/nov 18, 2020

Nature vs. Nurture Tip 1: Use DAST With SAST

By Hope Goslin

When conducting research for this year’s State of Software Security report, we looked at how “nature” and “nurture” contribute to the time it takes to close out a security flaw. For the “nature” side, we looked at attributes that we cannot change, like application size or age. For “nurture,” we looked at application attributes we can change, like security scan frequency and cadence.

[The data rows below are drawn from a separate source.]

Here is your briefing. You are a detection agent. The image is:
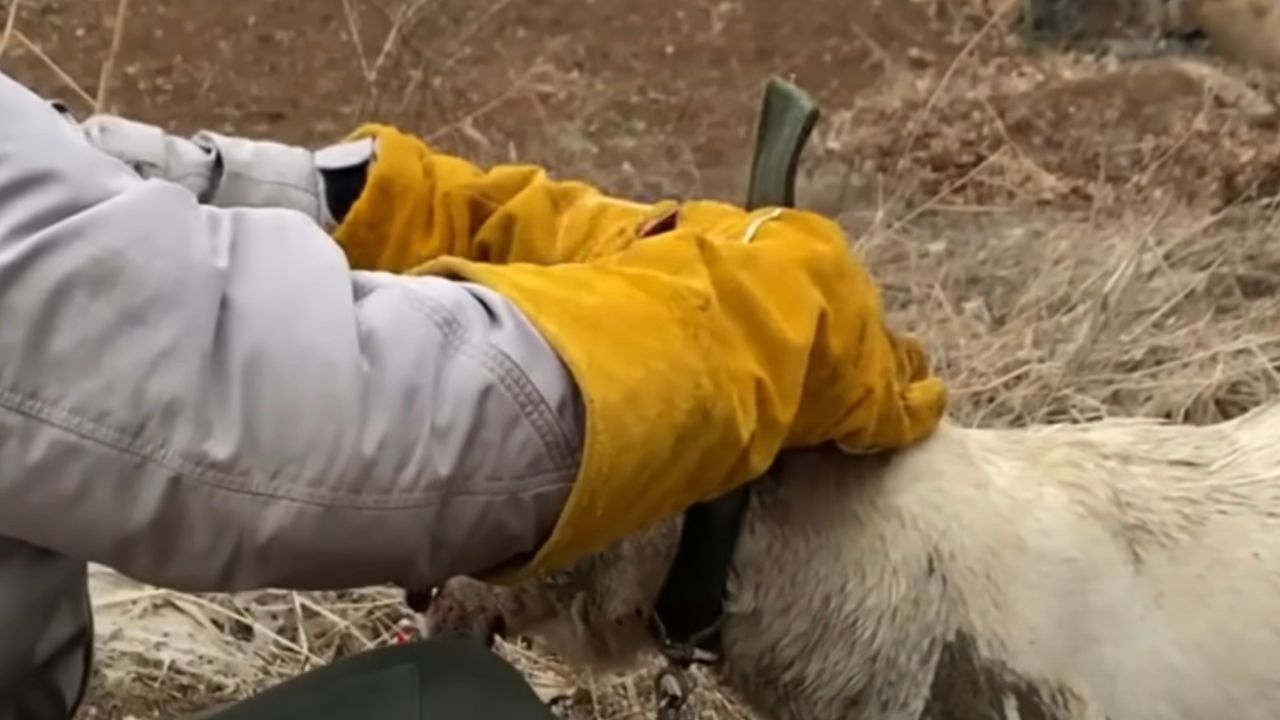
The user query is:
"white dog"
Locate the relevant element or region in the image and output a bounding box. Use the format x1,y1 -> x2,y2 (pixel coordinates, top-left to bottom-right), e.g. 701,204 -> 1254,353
426,405 -> 1280,720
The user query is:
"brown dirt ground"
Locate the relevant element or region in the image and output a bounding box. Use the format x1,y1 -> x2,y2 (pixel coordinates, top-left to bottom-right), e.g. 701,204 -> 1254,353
0,0 -> 1280,720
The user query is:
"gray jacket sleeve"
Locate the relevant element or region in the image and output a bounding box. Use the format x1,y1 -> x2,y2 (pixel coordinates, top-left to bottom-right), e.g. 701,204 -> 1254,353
0,74 -> 582,591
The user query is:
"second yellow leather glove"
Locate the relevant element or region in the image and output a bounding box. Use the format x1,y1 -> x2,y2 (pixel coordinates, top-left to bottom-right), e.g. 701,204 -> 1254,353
417,204 -> 946,579
334,124 -> 676,273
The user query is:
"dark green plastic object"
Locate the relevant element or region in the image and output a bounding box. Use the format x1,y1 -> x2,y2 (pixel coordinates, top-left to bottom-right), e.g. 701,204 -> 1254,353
746,78 -> 819,210
188,79 -> 818,720
188,638 -> 556,720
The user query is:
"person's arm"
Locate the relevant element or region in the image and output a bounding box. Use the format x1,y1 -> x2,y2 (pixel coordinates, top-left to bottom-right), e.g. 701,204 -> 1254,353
81,115 -> 677,273
0,74 -> 582,591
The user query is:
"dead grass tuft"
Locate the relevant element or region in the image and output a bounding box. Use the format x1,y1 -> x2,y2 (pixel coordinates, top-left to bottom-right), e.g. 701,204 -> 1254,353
0,0 -> 1280,720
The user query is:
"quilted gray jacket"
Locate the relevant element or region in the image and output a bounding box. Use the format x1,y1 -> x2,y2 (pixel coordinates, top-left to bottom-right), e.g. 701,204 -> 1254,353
0,74 -> 582,720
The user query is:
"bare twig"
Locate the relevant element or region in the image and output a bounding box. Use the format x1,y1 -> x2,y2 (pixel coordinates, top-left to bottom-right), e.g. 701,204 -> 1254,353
0,0 -> 22,58
93,0 -> 129,113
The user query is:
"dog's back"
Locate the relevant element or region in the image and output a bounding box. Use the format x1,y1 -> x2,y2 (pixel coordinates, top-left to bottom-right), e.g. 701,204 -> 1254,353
726,406 -> 1280,720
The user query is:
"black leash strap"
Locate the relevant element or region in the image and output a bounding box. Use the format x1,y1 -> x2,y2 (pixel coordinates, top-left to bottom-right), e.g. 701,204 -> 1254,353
654,78 -> 819,667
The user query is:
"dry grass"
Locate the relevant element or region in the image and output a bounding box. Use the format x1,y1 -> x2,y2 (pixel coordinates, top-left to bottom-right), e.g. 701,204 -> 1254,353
82,197 -> 1280,720
0,0 -> 1280,720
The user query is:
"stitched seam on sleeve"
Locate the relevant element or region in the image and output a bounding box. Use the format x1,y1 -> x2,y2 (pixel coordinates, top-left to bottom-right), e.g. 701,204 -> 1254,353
408,285 -> 577,469
0,388 -> 564,510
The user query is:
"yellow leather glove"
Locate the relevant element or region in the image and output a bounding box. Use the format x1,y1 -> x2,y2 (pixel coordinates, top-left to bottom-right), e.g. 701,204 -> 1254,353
334,124 -> 676,272
337,122 -> 946,582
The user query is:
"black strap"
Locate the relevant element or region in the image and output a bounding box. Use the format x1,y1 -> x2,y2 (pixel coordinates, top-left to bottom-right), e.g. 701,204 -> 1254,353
654,79 -> 818,664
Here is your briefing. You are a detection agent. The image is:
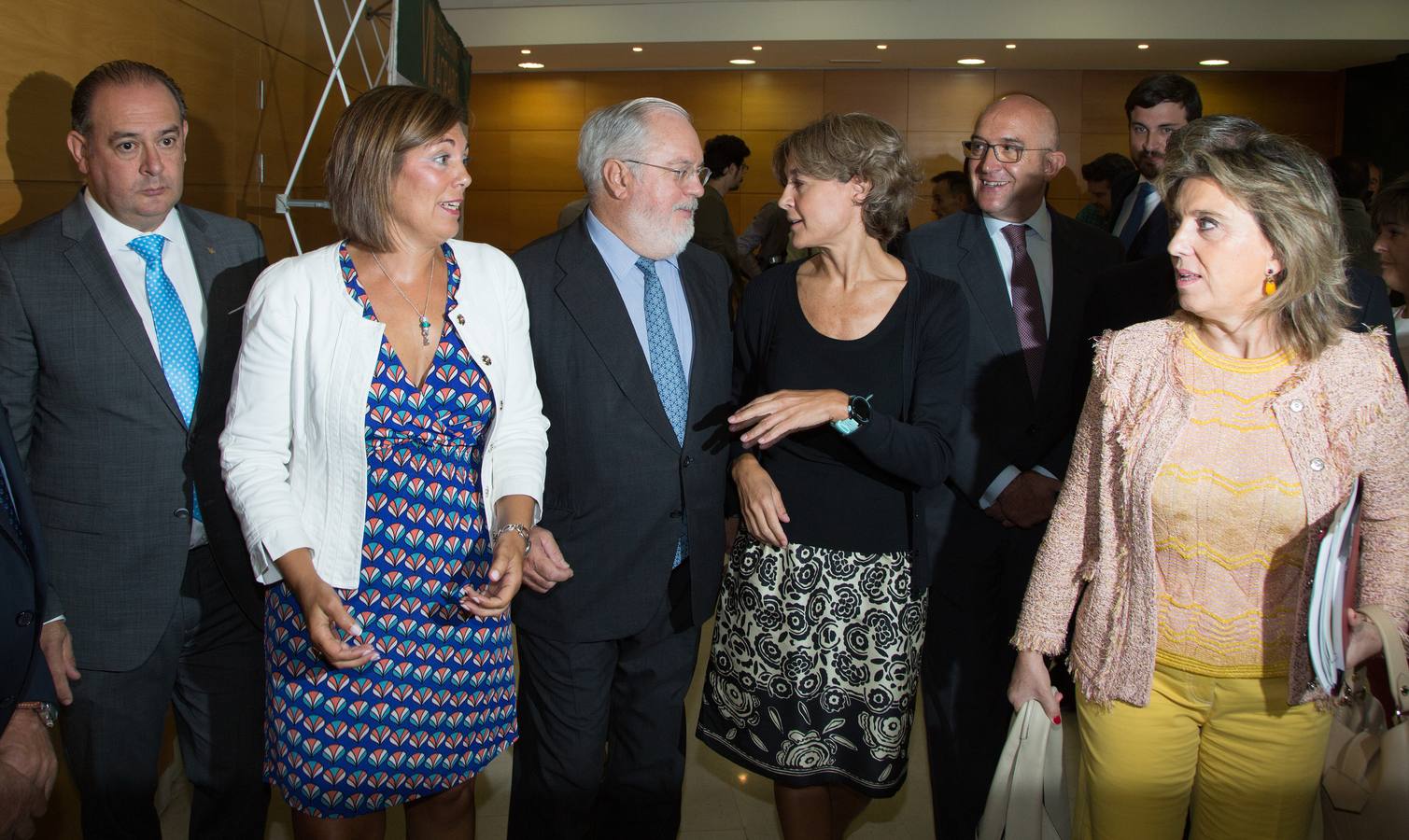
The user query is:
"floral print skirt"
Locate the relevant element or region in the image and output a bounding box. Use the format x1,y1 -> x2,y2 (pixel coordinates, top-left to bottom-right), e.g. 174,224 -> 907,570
696,530 -> 927,796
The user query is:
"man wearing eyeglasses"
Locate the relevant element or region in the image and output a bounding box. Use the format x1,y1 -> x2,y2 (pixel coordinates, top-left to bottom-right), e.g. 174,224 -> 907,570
690,133 -> 750,310
902,94 -> 1121,840
509,99 -> 731,838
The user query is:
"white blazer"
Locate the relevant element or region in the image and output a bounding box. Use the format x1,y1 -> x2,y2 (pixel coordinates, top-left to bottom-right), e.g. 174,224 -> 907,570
219,240 -> 548,589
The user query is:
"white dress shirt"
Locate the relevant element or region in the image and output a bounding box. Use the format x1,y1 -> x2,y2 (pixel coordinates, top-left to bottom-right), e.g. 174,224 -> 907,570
978,202 -> 1057,511
83,190 -> 205,548
1110,175 -> 1160,237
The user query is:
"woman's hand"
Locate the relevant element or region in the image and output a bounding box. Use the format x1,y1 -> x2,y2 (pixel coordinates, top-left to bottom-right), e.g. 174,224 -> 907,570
1007,650 -> 1061,723
731,454 -> 791,548
1346,609 -> 1393,674
728,389 -> 851,450
276,548 -> 382,668
459,531 -> 528,619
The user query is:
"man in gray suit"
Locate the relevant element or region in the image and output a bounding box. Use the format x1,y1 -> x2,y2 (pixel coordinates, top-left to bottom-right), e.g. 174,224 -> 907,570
903,94 -> 1121,840
509,99 -> 731,840
0,61 -> 268,837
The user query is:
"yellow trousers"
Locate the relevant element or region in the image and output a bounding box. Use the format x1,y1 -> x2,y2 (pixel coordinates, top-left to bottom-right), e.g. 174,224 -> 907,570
1072,665 -> 1330,840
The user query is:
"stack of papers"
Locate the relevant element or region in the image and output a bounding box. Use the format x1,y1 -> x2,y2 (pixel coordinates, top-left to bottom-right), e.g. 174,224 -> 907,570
1306,482 -> 1360,693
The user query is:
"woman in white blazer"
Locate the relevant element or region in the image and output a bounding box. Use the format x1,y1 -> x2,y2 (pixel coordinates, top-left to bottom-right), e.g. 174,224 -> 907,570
219,86 -> 548,837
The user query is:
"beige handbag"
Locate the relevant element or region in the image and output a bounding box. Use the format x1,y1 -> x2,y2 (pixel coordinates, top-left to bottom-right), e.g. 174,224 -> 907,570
1320,606 -> 1409,840
977,701 -> 1071,840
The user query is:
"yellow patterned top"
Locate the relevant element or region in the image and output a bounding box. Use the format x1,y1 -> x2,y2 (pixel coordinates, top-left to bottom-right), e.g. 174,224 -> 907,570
1152,324 -> 1306,678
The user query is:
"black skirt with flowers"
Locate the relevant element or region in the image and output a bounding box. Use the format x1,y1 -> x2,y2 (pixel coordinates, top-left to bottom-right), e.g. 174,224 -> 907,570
696,530 -> 925,796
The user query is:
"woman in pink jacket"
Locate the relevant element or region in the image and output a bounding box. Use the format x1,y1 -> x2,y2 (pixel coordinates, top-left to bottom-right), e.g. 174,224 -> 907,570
1008,117 -> 1409,840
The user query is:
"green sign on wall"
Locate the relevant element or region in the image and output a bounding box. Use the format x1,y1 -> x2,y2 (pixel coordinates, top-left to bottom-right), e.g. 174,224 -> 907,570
396,0 -> 471,108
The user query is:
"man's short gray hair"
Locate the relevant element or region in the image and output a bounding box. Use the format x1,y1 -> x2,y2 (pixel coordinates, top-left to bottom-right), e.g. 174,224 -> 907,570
578,96 -> 690,197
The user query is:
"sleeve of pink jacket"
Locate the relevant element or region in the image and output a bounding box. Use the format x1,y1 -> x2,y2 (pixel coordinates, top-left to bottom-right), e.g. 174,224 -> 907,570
1011,332 -> 1123,655
1356,343 -> 1409,643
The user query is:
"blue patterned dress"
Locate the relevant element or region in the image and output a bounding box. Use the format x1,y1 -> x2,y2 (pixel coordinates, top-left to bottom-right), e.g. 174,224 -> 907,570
265,244 -> 518,818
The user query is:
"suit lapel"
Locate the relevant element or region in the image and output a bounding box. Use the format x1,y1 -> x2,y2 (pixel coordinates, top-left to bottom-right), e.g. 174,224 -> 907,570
62,196 -> 186,426
1038,208 -> 1085,396
958,213 -> 1023,356
184,204 -> 221,301
557,220 -> 679,450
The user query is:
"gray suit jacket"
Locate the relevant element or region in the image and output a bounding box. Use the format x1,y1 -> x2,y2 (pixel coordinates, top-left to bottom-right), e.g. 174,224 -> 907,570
0,194 -> 266,671
513,218 -> 733,641
903,207 -> 1121,547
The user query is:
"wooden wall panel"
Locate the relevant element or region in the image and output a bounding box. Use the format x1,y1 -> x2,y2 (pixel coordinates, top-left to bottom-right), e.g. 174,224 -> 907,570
509,131 -> 582,194
740,71 -> 823,131
469,130 -> 515,190
822,71 -> 910,131
993,71 -> 1082,133
510,74 -> 587,131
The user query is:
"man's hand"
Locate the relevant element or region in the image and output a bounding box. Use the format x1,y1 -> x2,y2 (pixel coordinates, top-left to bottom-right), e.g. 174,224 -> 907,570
524,527 -> 572,594
0,709 -> 59,840
991,469 -> 1061,528
39,619 -> 79,707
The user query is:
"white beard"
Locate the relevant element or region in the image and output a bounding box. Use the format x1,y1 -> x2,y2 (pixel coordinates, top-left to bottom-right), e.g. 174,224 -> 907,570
627,199 -> 697,259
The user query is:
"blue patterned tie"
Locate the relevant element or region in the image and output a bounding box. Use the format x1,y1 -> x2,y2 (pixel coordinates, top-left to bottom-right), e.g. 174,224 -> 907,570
1120,180 -> 1154,251
127,234 -> 200,520
636,257 -> 690,568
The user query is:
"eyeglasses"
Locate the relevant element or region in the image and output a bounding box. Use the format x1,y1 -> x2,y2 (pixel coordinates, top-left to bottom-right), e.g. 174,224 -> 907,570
624,160 -> 713,186
960,139 -> 1057,163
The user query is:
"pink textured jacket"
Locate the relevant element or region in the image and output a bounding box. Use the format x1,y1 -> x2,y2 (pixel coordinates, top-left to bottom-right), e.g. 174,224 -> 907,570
1013,318 -> 1409,707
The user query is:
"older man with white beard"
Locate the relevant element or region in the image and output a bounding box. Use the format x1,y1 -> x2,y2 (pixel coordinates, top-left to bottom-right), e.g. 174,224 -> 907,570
507,99 -> 731,838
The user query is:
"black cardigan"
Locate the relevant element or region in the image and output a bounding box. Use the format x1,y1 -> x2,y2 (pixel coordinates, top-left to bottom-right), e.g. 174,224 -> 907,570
730,262 -> 969,594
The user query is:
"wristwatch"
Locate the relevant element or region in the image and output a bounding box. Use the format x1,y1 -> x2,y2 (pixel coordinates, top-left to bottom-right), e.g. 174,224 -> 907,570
14,701 -> 59,729
493,522 -> 532,553
831,393 -> 875,437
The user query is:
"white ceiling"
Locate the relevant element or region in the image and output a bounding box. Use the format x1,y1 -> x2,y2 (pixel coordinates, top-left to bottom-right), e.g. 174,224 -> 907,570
441,0 -> 1409,72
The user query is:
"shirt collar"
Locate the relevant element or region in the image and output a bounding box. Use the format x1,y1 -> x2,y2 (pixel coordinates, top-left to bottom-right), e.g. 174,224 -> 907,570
983,199 -> 1052,243
584,207 -> 681,277
83,189 -> 186,249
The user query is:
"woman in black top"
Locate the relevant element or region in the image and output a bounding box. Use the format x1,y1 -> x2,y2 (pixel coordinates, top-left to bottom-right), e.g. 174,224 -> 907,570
697,114 -> 968,838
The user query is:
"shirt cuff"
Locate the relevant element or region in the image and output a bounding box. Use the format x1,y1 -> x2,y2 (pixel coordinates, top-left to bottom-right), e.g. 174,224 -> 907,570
978,464 -> 1023,511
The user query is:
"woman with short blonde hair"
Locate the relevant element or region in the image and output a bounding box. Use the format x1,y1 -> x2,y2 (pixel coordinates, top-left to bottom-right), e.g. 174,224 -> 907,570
219,86 -> 546,837
1008,117 -> 1409,840
697,114 -> 968,840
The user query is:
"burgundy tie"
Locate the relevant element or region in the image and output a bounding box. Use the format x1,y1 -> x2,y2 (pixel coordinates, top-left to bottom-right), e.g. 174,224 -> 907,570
1003,224 -> 1047,396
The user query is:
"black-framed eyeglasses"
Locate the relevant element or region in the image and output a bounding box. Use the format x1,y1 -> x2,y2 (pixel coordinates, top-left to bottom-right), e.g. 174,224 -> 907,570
960,139 -> 1057,163
623,158 -> 713,186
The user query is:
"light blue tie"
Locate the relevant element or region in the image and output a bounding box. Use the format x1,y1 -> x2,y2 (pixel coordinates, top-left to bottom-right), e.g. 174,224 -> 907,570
127,234 -> 200,520
1120,180 -> 1154,251
636,257 -> 690,568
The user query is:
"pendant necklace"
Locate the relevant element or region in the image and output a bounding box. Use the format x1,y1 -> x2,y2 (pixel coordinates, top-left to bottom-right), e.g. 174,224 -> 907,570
371,251 -> 435,346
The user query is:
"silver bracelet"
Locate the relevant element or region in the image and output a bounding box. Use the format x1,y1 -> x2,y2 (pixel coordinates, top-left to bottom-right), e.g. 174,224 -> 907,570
490,522 -> 532,553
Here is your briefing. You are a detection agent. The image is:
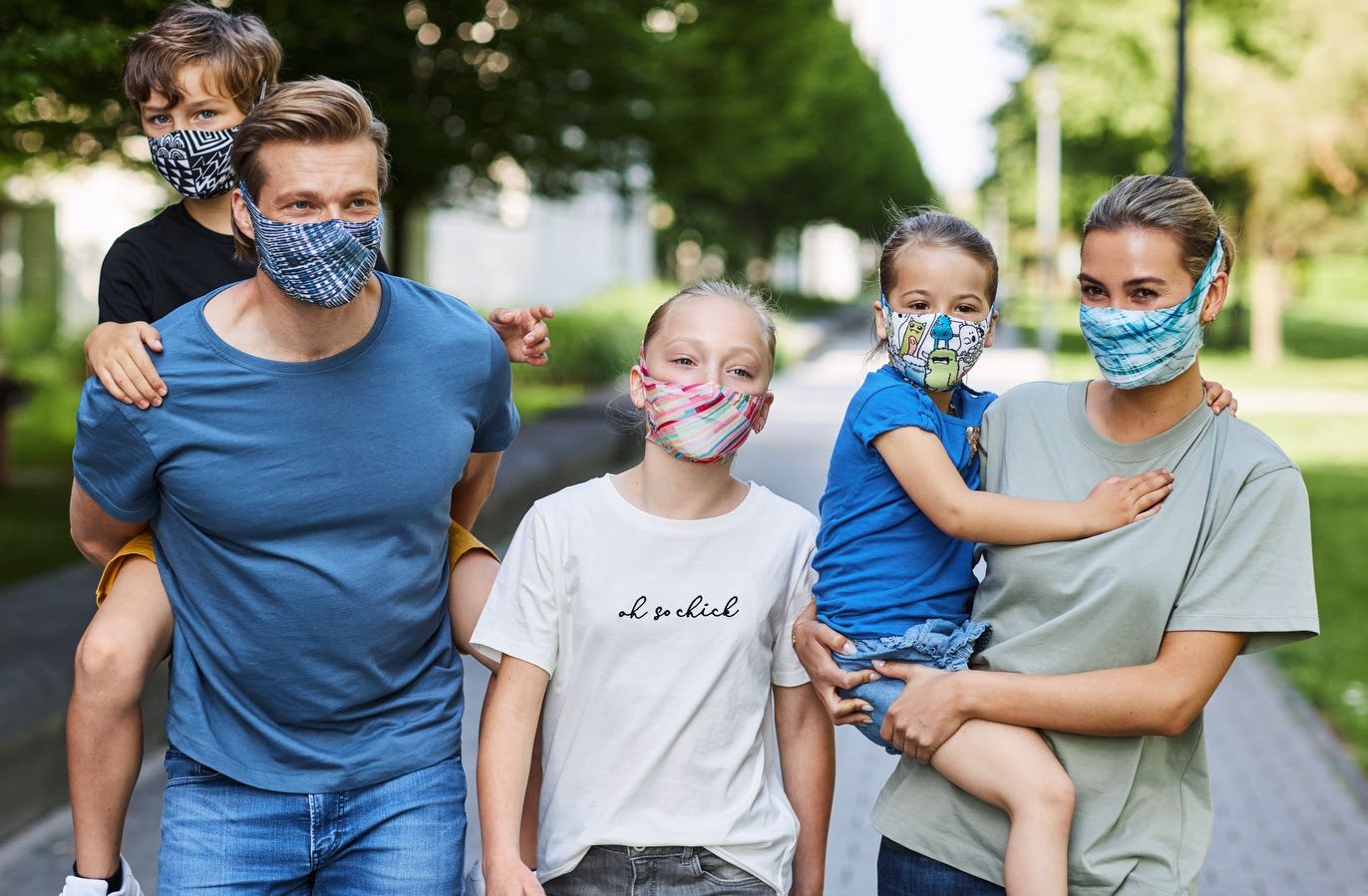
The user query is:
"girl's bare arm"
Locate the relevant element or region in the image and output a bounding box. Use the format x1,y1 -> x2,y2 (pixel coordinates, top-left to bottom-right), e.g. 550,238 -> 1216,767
775,684 -> 836,896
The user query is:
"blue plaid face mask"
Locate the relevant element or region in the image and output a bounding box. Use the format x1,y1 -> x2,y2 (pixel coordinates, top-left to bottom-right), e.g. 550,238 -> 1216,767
1078,234 -> 1225,389
238,183 -> 385,308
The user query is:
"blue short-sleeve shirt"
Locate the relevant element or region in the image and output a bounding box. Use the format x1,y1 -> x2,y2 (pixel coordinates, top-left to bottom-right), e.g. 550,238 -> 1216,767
813,365 -> 996,638
74,274 -> 518,792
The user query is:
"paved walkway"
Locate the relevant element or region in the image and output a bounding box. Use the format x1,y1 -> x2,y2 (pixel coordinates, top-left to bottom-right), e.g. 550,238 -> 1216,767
0,337 -> 1368,896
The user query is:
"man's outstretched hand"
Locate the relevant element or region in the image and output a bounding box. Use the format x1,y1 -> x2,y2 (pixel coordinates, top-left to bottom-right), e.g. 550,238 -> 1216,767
490,305 -> 555,367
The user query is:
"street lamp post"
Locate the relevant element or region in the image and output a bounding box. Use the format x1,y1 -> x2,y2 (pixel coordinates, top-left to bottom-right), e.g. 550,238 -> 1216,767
1170,0 -> 1188,177
1036,63 -> 1060,357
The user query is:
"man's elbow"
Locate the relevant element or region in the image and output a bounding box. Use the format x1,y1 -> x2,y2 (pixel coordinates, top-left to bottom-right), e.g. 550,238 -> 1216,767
71,525 -> 119,566
1147,697 -> 1203,738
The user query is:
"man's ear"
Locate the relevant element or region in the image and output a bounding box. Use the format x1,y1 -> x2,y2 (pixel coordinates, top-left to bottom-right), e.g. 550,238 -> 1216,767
232,187 -> 256,241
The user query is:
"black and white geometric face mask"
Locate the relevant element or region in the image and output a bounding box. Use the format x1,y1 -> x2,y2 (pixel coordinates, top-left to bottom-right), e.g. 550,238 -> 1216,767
148,128 -> 238,199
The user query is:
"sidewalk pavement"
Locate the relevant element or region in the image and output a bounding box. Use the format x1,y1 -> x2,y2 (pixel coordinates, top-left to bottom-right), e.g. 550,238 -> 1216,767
0,325 -> 1368,896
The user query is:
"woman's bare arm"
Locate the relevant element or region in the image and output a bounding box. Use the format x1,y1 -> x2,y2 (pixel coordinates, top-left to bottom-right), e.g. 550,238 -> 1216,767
878,632 -> 1249,761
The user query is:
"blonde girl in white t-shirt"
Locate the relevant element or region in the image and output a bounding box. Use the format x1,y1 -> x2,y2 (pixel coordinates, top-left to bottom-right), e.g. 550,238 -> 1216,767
471,282 -> 835,896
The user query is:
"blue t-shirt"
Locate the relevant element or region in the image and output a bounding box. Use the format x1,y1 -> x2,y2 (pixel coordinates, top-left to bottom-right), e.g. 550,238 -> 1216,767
73,274 -> 518,792
813,367 -> 997,638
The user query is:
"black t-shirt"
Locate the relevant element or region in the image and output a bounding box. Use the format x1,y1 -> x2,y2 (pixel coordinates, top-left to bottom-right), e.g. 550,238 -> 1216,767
100,202 -> 387,323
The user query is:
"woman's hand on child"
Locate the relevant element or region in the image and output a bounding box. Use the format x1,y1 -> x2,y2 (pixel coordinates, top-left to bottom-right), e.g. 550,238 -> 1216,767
85,322 -> 167,411
1201,379 -> 1239,418
482,855 -> 545,896
1084,469 -> 1174,535
490,305 -> 555,367
874,660 -> 970,763
794,602 -> 879,725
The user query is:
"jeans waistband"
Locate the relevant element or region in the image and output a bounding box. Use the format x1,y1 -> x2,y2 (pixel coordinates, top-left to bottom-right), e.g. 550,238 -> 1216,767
592,844 -> 706,859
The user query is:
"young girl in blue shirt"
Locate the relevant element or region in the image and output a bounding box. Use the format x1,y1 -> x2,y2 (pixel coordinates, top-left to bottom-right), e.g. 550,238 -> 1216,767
798,212 -> 1220,896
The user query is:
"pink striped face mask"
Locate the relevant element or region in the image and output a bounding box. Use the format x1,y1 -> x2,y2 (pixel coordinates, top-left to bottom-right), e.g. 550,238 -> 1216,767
636,359 -> 769,463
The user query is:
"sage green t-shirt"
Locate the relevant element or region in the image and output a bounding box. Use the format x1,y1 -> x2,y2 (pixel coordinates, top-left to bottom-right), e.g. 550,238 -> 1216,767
874,383 -> 1319,896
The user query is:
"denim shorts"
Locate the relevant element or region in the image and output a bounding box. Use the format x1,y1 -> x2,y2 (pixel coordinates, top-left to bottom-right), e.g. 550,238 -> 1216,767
832,620 -> 990,755
543,847 -> 775,896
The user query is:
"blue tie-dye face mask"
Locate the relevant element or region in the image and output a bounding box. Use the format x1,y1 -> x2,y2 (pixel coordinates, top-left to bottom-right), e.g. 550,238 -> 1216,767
1078,232 -> 1225,389
238,183 -> 385,308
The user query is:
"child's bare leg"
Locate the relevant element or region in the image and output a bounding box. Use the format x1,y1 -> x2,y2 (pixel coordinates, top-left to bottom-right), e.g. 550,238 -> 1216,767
67,557 -> 172,877
931,720 -> 1074,896
446,550 -> 541,869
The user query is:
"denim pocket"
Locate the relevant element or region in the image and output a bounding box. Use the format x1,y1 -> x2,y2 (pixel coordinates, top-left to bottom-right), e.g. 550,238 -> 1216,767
694,849 -> 770,892
163,746 -> 223,786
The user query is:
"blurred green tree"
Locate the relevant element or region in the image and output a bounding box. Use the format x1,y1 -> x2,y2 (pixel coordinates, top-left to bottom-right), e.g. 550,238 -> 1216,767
993,0 -> 1368,361
0,0 -> 931,273
648,0 -> 934,260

We found that the “nature” of applications can have a negative effect on how long it takes to remediate a security flaw. Applications with a high flaw density take, on average, 63 days longer to remediate security flaws than applications with a lower flaw density. Large applications or organizations and old applications also slow down remediation.

Nature of apps

But on a positive note, we found that there are ways you can “nurture” applications (even when the “nature” is less than ideal) to speed up time to remediation. Over the next several weeks, we will provide three tips – including frequent and steady scanning and employing SCA with SAST – for nurturing applications. The first tip, proven to be the most effective method for nurturing the security of your applications, is using dynamic application security testing (DAST) in conjunction with static application security testing (SAST). In fact, we found that organizations that combine DAST with SAST address 50 percent of their open security findings almost 25 days faster than organizations that only use SAST.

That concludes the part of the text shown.